Craig S. Lerner and Nelson Lund (George Mason University - School of Law and George Mason University School of Law) have posted Heller and Nonlethal Weapons (Hastings Law Journal, Forthcoming) on SSRN. Here is the abstract:
Two important opinions in the past decade, both written by Justice Antonin Scalia, have sought to apply originalist jurisprudence to constitutional issues raised by technologies that were unknown at the time of the founding. In Kyllo v. United States, the Court held that using sense-enhancing technology to obtain information about the interior of a home, even without a physical intrusion, constitutes a Fourth Amendment search, at least if the technology is not “in general public use.” This rule appropriately preserves the privacy that could only have been violated by a trespass in 1791. In District of Columbia v. Heller, the Court endorsed a superficially similar rule under which weapons are protected by the Second Amendment only if they are “in common use” today. This dictum disserves the purpose of the constitutional right to arms, for it allows the government to create Second Amendment exceptions almost at will, by preventing disfavored types of weaponry from remaining or coming into “common use.”

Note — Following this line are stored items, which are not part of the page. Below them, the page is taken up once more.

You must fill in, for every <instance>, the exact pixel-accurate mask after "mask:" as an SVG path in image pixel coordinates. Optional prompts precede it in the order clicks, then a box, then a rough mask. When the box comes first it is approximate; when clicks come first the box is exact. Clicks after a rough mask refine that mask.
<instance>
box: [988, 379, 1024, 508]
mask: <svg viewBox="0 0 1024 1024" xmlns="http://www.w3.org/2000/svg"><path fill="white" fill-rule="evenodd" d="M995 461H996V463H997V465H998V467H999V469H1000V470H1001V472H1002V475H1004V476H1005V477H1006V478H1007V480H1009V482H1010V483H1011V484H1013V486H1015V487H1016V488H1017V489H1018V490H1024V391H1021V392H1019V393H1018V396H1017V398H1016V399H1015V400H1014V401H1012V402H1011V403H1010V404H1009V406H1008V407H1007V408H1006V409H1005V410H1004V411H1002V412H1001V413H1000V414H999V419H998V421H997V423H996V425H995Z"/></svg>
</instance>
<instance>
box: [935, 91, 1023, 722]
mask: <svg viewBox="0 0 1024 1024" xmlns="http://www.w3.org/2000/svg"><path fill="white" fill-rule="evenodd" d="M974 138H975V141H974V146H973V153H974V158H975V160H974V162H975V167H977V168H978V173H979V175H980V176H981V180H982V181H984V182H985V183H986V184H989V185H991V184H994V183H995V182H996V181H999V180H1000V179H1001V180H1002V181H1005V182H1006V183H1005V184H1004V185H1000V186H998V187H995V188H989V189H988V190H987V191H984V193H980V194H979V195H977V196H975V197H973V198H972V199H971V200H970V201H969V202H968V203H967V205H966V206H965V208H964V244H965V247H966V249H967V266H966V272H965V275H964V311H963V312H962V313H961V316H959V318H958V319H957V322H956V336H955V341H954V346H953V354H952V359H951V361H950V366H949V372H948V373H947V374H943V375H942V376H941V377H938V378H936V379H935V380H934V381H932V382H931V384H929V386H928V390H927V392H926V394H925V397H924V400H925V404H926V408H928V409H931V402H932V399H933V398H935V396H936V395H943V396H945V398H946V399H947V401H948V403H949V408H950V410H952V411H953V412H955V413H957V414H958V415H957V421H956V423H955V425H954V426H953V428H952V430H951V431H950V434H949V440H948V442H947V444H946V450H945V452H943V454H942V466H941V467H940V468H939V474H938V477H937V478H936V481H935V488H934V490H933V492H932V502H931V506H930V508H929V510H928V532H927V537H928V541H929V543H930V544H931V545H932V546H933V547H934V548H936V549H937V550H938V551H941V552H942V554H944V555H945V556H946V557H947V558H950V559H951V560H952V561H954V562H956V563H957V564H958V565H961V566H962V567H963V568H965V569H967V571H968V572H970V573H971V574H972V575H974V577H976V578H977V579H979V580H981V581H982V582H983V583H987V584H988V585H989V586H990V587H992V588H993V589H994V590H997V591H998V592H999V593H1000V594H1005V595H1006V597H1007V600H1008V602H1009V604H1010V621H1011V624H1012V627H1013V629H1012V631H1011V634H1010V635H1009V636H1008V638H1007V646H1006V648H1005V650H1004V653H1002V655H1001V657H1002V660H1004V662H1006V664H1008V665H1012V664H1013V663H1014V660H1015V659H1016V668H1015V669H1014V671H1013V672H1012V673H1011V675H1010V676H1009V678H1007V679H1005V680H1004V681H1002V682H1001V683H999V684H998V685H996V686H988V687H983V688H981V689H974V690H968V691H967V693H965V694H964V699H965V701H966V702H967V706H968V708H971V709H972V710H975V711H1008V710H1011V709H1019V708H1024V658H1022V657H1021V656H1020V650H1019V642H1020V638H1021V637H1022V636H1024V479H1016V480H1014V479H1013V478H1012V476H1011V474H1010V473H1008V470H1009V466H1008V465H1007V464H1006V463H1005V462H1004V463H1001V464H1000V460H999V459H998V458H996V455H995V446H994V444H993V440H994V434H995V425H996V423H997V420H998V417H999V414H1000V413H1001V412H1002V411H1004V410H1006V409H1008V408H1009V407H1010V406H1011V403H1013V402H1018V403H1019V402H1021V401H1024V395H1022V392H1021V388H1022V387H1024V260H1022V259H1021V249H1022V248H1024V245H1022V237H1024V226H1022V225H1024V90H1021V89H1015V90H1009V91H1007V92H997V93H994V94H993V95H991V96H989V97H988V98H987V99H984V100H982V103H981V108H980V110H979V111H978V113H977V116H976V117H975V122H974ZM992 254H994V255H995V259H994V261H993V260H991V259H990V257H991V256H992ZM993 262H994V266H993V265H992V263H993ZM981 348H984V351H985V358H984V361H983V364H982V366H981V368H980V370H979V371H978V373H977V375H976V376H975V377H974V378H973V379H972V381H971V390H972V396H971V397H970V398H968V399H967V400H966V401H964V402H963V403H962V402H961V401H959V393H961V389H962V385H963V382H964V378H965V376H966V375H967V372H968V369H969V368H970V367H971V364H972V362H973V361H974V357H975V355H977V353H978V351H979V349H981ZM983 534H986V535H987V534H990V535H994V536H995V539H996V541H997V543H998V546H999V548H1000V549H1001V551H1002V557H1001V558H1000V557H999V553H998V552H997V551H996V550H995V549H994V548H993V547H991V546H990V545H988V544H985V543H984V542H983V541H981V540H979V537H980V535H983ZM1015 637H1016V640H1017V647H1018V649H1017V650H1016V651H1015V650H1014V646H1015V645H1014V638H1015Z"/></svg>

Heller’s dictum threatens to frustrate the right of civilians to possess new types of nonlethal weapons that may be superior to firearms for the constitutionally protected purpose of self defense. We propose that the Court repudiate this dictum, and adopt a different rule that is consistent with Kyllo’s sound approach to emerging technologies: Just as Kyllo adopted a presumption that the police may employ surveillance technologies that are in widespread use by civilians, so the courts should adopt a presumption that civilians may employ self-defense technologies that are in widespread use by the police.
Essential reading for those working on Heller. Just a quick comment: I do not believe that the following statement correctly reflects the opinion: "In District of Columbia v. Heller, the Court endorsed a superficially similar rule under which weapons are protected by the Second Amendment only if they are “in common use” today," because my understanding of the Court's reasoning is that "common use" was a rule of inclusion and not of exclusion. For my take on Heller, see District of Columbia v. Heller and Originalism, 102 Northwestern University Law Review 923 (2009).